5.1    De raad is, op basis van de stukken en het verhandelde ter zitting, van oordeel dat het verzet gegrond dient te worden geoordeeld. Het is vaste jurisprudentie van het Hof van Discipline dat in familierechtelijke kwesties een advocaat er tegen zal moeten waken dat   zeker als er belangen van een minderjarig kind in het spel zijn - de verhoudingen tussen partijen escaleren. Dan mag van een advocaat een zekere terughoudendheid worden verwacht in het doen van uitlatingen die de wederpartij naar redelijke verwachting als kwetsend zal ervaren, alsmede in het entameren van procedures. Dit is bij uitstek het geval als de strijdende partijen gezamenlijk met het ouderlijk gezag over een minderjarig kind zijn belast. Eerder dan in andere geschillen is het in dergelijke geschillen denkbaar dat een advocaat (nog) niet mag overgaan tot het entameren van een procedure voor zijn cliënt.

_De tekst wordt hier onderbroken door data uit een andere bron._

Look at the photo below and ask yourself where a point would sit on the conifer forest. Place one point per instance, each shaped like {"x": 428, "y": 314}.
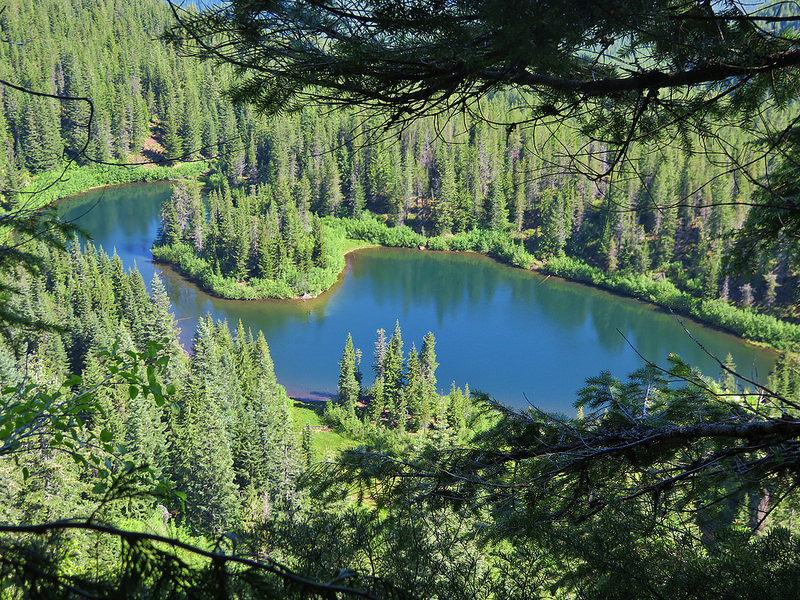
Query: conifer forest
{"x": 137, "y": 464}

5.2    Klaagster stelt naar het oordeel van de raad terecht dat de voorzitter onvoldoende acht heeft geslagen op het feit of verweerster in het geschil van haar cliënt met klaagster mogelijk escalerend is opgetreden, althans uit de motivering van de beslissing blijkt niet dat het gestelde feit in de overwegingen betrokken is. De geldt voor de wijze waarop verweerster zich heeft uitgelaten in de diverse procedures en met name in haar uitspraken op gedragswetenschappelijk terrein als voor het feit dat verweerster procedure op procedure heeft gestart. Daarom kan niet kan worden uitgesloten dat verweerder daarmee heeft gehandeld zoals dat een behoorlijk advocaat niet betaamt.

5.3    Nu het verzet gegrond is verklaard maar de klacht verder niet inhoudelijk tijdens de zitting van 8 februari 2019 is besproken, ziet de raad aanleiding om de klachtzaak voor verdere behandeling van de klacht te verwijzen naar de zitting van de raad van 22 maart 2019.

5.4    De raad houdt iedere verdere beslissing aan.

BESLISSING

De raad van discipline:

-    verklaart het verzet gegrond.

-     bepaalt dat de behandeling van de klacht voortgezet wordt op de zitting van 22 maart 2019 in het gerechtsgebouw te Zwolle, waarvoor partijen op korte termijn de definitieve oproepingsbrief zullen ontvangen;

-    houdt iedere verdere beslissing aan.

Aldus gewezen door mr. A.H.M. Dölle, voorzitter, mrs. M.L.C.M. van Kalmthout, F. Klemann, P.S. van Zandbergen, M.J.J.M. van Roosmalen, leden, bijgestaan door mr. J.M.G. Kuin-van den Akker als griffier en uitgesproken in het openbaar op 6 maart 2019.